Muitos acreditam que na negociação o que está se discutindo ou negociando é fixo e não imaginam que podem negociar uma forma de crescer o bolo a ser dividido.

No processo de diagnóstico, é importante que não se faça julgamento prematuro e nem buscar uma única resposta.  Para inventar opções, a pressa e a ansiedade podem ser sua maior inimiga já que ela, a invenção de opções, não ocorre naturalmente e é muito importante que se busque a iteração com o outro.

Criar opções de ganhos mútuos não responsabilidade de somente uma das partes e esta é a parte mais fantástica, pois o desafio é que ambos devem olhar o problema sob o mesmo ângulo, ou seja, eles devem estar lado a lado na busca da solução. Este ponto é especial, pois há a necessidade de ser pragmático.

William Ury sugere que se faça uma etapa de sugestões livres dividida em três macro-tarefas e posteriormente quebre em tarefas menores

  1. Antes da sessão
    1. Defina seu objetivo
    2. Escolha alguns participantes – aqui o bom senso é fundamental. Muitas pessoas a produtividade é pouco e poucas você pode perder em ter diferentes pontos de vista
    3. Mude de ambiente – Quanto mais diferente de uma reunião normal, melhor.
    4. Planeje uma atmosfera informal – Relaxar é a melhor alternativa para promover a criatividade
    5. Escolha um facilitador – apesar de informal manter a ordem é fundamental para se ter produtividade
  2. Durante a sessão
    1. Faça com que as pessoas sentem-se lado a lado - Quando citei acima em estar lado a lado, significa fisicamente. “O físico reforça o psicológico”
    2. Esclareça as regras básicas - Todos estão ali para ajudar e regras são sempre importantes para se manter o pragmatismo.
    3. Faça sugestões livres - Quando maior a lista de idéias, maior a probabilidade de se estar olhando o problema de todos os ângulos
    4. Registre as idéias a vista de todos - Use e abuse de Flip-Chart
  3. Depois da sessão
    1. Assinale as idéias mais promissoras - Aqui se podem usar as mais diversas formas de votação/priorização.
    2. Invente aperfeiçoamento para as idéias promissoras - Uma idéia boa pode se tornar ótima.
    3. Estipule um prazo para avaliar as idéias e decidir - o trabalho não terminou. Você inventou uma lista de opções e agora você precisa decidir.

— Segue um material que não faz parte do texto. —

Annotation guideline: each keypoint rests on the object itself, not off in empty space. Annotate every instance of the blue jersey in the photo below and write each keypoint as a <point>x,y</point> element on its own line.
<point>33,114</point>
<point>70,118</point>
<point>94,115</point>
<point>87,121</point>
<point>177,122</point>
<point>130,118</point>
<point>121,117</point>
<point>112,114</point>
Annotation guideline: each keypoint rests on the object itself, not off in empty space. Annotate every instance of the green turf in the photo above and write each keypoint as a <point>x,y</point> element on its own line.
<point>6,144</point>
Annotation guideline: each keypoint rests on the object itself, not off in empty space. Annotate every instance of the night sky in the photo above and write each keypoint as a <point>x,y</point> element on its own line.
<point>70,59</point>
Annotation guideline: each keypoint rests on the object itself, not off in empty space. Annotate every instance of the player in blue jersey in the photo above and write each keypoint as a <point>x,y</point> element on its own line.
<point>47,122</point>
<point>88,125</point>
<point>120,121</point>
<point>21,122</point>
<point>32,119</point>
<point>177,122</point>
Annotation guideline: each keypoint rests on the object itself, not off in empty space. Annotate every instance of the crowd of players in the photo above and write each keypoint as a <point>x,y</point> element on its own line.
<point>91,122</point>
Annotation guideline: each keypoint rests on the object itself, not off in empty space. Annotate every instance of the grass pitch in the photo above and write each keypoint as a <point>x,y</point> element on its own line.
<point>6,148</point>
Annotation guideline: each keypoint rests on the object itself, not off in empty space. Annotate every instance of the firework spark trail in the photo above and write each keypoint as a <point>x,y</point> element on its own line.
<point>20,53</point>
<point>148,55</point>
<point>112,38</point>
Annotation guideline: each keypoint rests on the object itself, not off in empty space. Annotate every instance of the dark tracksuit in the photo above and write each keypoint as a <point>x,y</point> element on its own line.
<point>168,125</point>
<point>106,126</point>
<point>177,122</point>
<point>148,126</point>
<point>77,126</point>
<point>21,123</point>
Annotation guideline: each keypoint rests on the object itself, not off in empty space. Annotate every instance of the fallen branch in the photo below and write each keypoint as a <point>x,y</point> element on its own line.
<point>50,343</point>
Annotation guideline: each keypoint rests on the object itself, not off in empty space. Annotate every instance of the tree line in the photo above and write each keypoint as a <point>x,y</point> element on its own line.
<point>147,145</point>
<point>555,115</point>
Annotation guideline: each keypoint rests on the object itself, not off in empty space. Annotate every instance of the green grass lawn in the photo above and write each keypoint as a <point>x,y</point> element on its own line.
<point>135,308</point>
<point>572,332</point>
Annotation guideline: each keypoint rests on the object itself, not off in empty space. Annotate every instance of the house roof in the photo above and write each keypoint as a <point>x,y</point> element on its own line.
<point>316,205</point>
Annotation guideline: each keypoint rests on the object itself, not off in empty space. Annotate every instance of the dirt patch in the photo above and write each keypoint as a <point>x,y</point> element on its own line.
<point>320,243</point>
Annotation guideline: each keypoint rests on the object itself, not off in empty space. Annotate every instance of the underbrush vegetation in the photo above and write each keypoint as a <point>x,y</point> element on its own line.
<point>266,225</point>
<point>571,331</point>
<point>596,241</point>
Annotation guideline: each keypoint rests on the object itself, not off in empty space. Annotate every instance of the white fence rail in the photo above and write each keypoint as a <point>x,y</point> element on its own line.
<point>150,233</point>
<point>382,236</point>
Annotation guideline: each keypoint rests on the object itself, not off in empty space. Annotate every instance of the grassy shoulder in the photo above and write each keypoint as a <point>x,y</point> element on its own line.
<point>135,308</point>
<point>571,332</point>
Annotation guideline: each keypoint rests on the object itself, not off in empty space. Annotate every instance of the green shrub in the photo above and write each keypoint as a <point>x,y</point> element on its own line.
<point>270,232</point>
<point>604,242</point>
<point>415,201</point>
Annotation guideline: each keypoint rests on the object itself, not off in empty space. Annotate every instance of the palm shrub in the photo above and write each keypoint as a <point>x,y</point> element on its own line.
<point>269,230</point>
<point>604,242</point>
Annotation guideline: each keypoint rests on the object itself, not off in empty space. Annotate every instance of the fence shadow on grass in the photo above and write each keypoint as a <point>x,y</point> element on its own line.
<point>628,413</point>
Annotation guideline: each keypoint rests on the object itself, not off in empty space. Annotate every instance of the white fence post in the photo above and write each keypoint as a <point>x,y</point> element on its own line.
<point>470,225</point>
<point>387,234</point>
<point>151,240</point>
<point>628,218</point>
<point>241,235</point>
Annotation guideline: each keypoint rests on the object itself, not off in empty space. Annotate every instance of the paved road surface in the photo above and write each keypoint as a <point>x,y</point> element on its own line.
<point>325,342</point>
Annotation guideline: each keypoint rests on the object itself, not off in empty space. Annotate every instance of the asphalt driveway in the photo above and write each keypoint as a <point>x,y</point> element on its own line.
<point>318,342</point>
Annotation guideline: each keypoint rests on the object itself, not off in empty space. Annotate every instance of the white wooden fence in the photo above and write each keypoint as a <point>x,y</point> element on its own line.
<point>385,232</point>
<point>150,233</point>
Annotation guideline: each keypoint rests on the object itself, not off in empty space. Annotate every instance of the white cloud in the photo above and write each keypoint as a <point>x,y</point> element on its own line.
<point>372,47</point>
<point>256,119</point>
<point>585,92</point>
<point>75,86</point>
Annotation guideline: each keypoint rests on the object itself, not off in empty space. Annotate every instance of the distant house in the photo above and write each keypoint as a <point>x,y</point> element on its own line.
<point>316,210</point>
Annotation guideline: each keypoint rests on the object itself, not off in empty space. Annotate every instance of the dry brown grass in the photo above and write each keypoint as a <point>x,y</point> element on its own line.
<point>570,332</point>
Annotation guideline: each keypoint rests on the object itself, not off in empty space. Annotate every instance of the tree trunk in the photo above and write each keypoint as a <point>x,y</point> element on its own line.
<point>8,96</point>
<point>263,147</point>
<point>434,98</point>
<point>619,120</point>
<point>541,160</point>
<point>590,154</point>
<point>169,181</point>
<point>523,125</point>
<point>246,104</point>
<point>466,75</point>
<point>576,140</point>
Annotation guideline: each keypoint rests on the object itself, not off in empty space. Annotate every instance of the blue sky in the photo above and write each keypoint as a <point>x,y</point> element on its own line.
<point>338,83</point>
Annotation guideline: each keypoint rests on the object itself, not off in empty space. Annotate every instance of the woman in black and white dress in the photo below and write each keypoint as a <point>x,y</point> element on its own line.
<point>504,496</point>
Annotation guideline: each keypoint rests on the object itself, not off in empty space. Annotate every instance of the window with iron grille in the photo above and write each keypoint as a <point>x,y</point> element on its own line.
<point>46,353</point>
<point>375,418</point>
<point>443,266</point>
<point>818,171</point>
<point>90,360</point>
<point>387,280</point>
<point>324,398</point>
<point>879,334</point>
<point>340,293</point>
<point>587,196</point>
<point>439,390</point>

Depois destas etapas procure se colocar no lugar do outro e avaliar como estas opções poderão ser recebidas. Se realmente há ganhos mútuos, qual é o alcance destes ganhos, se há interesses conflitantes ou comuns. Se houver interesses conflitantes é importante harmonizá-los.

Depois de tomar estes cuidados você inventou opções que fossem boas para ambos os lados, pois basicamente você ouviu e entendeu as opções que foram criadas em conjunto. No exercício de liderança estes passos podem ser usados para solução de conflitos entre o seu time e colocá-los lado a lado em rumo ao atingimento de um objetivo em comum. Afinal de contas este é o importante papel de um líder.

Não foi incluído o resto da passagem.